There is a new way to think about data warehouse architecture. The Gartner Group calls it a logical data warehouse and it uses database federation to dynamically integrate a universe of data warehouses, operational data stores, and data marts into a single, united, structure. This blog has suggested that there is a special case of the logical data warehouse that uses Hadoop to provide a modern data warehouse architecture with significant economic advantages (see here, here, and here).
This is the second post inspired by my chats with Bityota… and sort of, but not altogether, commercial in nature (the first post is here). That is, Bityota will use these posts in their collateral… but you won’t see foam about their products in the narrative below.
The economics are driven by the ability, through database federation, to place tables on a less expensive database platform. In short, the aim is to place data on the least expensive platform that still provides enough performance to satisfy service level agreements (SLAs). In the case of the modern data warehouse architecture this means placing older, colder, data on Hadoop where the costs may be $1000/TB instead of having all of the data in a single data warehouse platform at a parallel RDBMS price point of $35,000/TB. Federation allows these two layers to seem as one to any program or end-user.
This approach may be thought of as a data life cycle infrastructure that has significantly more economic power that the hardware based life cycles suggested by database vendors to date. Let’s consider some of the trade-offs that define the hardware approach and the Hadoop-based approach.
The power of Hadoop federation comes from its ability to manage data placement at a macro level. Here, data is placed appropriately into a separate database management system running on differentiated hardware so that the economics of the entire infrastructure: hardware, software, and network can be optimized. It is even possible to add a third or fourth level to provide more fine-grained economic optimization. But this approach come at a cost. Each separate database optimizes queries at the database level. Despite advances in federation software technology this split optimization cannot optimize many queries. The optimization is not poor, but it is not optimal optimization. The global optimization provided by a single DBMS will almost always out-perform federated optimization.
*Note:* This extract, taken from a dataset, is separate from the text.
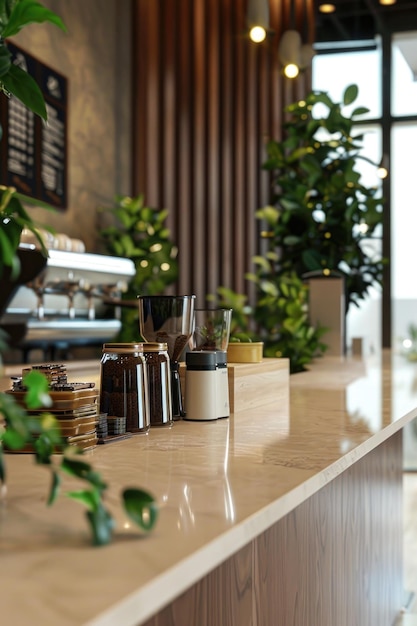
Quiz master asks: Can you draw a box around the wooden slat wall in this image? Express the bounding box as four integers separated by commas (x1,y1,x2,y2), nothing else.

The temperature-based optimization touted by some warehouse vendors provides good global optimization. To date a single DBMS must run on a homogeneous hardware platform with a single price point. Queries run optimally but the optimization can only twiddle around hardware details placing data in memory or on an SSD device or on the faster portion of a disk platter.
To eliminate this unfortunate trade-off: good optimization over minor hardware capabilities or fair optimization over the complete hardware eco-system we need a single DBMS that can run queries over a heterogeneous mix of hardware. We need a single database management system, with global query optimization, that can execute queries over multiple layers of hardware deployed in the cloud. We can easily imagine a multi-layered data warehouse with queries federated over several AWS offerings with hotter data on fast nodes that are always available, with warm data on less expensive nodes that are always available, and with cold historical data on inexpensive nodes that come online in processing windows so that you pay for the nodes only when you need them. Figure 7 shows a modern data warehouse deployed across an Amazon cloud.
This different way of thinking about a logical data warehouse is exciting… and a great example of how cloud computing may change everything in the database and data warehouse space.